For most people, their home will form the bulk of their estate, but since the tax-free threshold has not kept pace with the rise in house prices, the tax burden has gradually increased. The government has made some attempts to ameliorate the effects of this by introducing an additional tax-free allowance. For the year 2020/21, this means the tax-free threshold rises by an additional £175,000 to £500,000. For married couples or those in a civil partnership, the tax-free allowance is transferable, which means the combined allowance is potentially £1 million. The details are here: https://www.gov.uk/inheritance-tax.
This sounds like a generous provision until you realise that it applies only where property is being left to direct descendants, such as children or grandchildren. It does not apply to any other relative, such as cousins, nephews, nieces, siblings, or friends. This means that your options for gifting property under this concession remain limited.

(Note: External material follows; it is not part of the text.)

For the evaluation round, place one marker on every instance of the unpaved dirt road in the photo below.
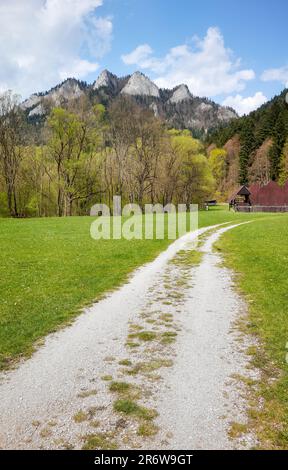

There are measures you can take to avoid the most severe consequences. One is to make a gift of your property to your intended beneficiaries while you’re alive, known as a Potentially Exempt Transfer. If you survive the conferring of this gift by seven years, the property may be excluded from your estate for tax purposes. If you die at some point between three and seven years, the property is subject to taper relief, so it will not attract the full 40% rate.
However, the lifetime transfer must be a genuine one, which means you must either move out of the property or pay a market rent to the new owner.
Second homes, or properties such as holiday lets, will usually be subject to capital gains tax, so you cannot make use of any of the relief available under the inheritance tax regime. Either way, you should get professional advice on gifting property as soon as possible.
It’s never a pleasant subject but it is ultimately unavoidable, so give yourself as much time as possible to plan for the future.